Ray McGovern is an activist who writes and lectures all over the country, addressing issues such as war and the CIA. He holds degrees including an M.A. in Russian Studies from Fordham University, a certificate in Theological Studies from Georgetown University, and is a graduate of Harvard Business School’s Advanced Management Program. His criticism of the Pope’s position on women as priests in 1996 first brought McGovern to the attention of the media, but it is in his analysis of the war in Iraq, and of the CIA’s role in bringing the war about, that McGovern is such a strong anti-war voice.
“Ye shall know the truth, and the truth shall make you free.” Those words are carved into the marble facade of the entrance to the CIA, and is the credo by which Ray McGovern worked during his 27- year career as an analyst there. His intelligence work began during his service in the US Army, and continued in the CIA, where he worked for seven presidents, beginning with President Kennedy and ending with President George Bush. McGovern understood the inscription as meaning, “the primary function of the Central Intelligence Agency is to seek the truth…and to be able to report that truth without fear or favor.” As an analyst on foreign policy, McGovern would synthesize material given to him on a daily basis, and then brief senior White House advisers with his conclusions. Now retired, McGovern is proud of the fact that he had the power to report his findings “without fear or favor” to the politicians. He gave his policy advice as he found it in these briefings, and was supported in his job by his superiors.

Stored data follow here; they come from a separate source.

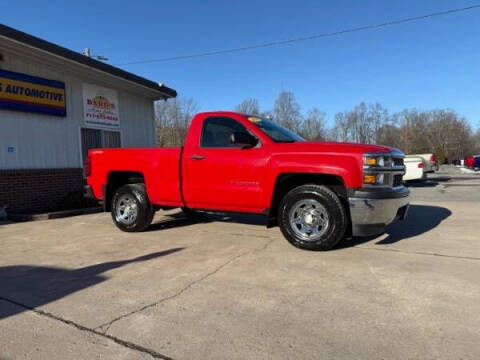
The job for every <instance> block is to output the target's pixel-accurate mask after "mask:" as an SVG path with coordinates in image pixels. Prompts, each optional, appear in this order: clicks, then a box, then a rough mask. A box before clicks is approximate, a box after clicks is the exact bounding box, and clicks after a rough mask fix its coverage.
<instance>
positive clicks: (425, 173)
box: [405, 154, 438, 174]
mask: <svg viewBox="0 0 480 360" xmlns="http://www.w3.org/2000/svg"><path fill="white" fill-rule="evenodd" d="M412 156H415V157H421V158H422V159H423V172H424V173H425V174H428V173H434V172H435V171H438V164H437V159H436V158H435V155H434V154H412V155H407V156H405V159H407V158H409V157H412Z"/></svg>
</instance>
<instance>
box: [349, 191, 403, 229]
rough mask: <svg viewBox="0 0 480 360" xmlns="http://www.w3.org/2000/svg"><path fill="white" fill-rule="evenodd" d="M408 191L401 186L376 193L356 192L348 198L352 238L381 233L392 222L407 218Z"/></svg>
mask: <svg viewBox="0 0 480 360" xmlns="http://www.w3.org/2000/svg"><path fill="white" fill-rule="evenodd" d="M409 193H410V192H409V190H408V189H407V188H405V187H403V186H400V187H398V188H395V189H382V190H380V189H378V191H373V190H370V191H364V190H357V191H354V192H353V193H352V195H351V196H350V197H349V198H348V202H349V206H350V216H351V221H352V235H353V236H369V235H375V234H379V233H381V232H383V231H384V230H385V228H386V227H387V226H388V225H389V224H390V223H392V222H393V221H394V220H396V219H399V220H403V219H405V218H406V216H407V211H408V205H409V201H410V198H409Z"/></svg>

Now, as a co-founder of Veterans Intelligence Professionals for Sanity (VIPS), started in 2003, McGovern is speaking out against what he sees as corruption in the CIA, a bending of its integrity to the will of President George W. Bush and his White House officials. He asserts that the war in Iraq was manufactured and sold to the United States under false pretenses – the real reason being oil. In a 2007 letter to former CIA Director George Tenet (sent through Tenet’s publisher), McGovern and other former intelligence officers call Tenet onto the carpet for signing documents he knew to be fraudulent (that Iraq was buying uranium from Africa), and for testifying that Iraq had links to Al- Qaeda, when actual intelligence reports found no link between Iraq and Osama bin Laden. In short, they accuse Tenet of “dovetailing” intelligence to fit in with what politicians wanted to hear in the push for an unnecessary war with Iraq. On a personal level, McGovern sees the damage done to the image of, and faith in, intelligence work as profound and taking years to correct. He hopes to see the CIA become again an entity independent from any political administration.
Now, as White House eyes look toward an attack on Iran to stop its apparent development in nuclear capabilities, McGovern is raising concerns over just why an attack is necessary, and is critical of the Bush regime. He writes, “The very same men who…brought us the war in Iraq are now focusing on Iran, which they view as the only remaining obstacle to American domination of the entire oil-rich Middle East.” He also calls for impeachment of President George W. Bush and Vice President Dick Cheney on a number of charges, but for one that will really stand and hold, he suggests, “Why not focus on a high crime that the Bush administration has already admitted to, with claims it is above the law and the Constitution: electronic eavesdropping on Americans without the required court warrant.” With the precedent set with Richard Nixon, McGovern feels it is a clear way to bring some beginning of justice to the American people.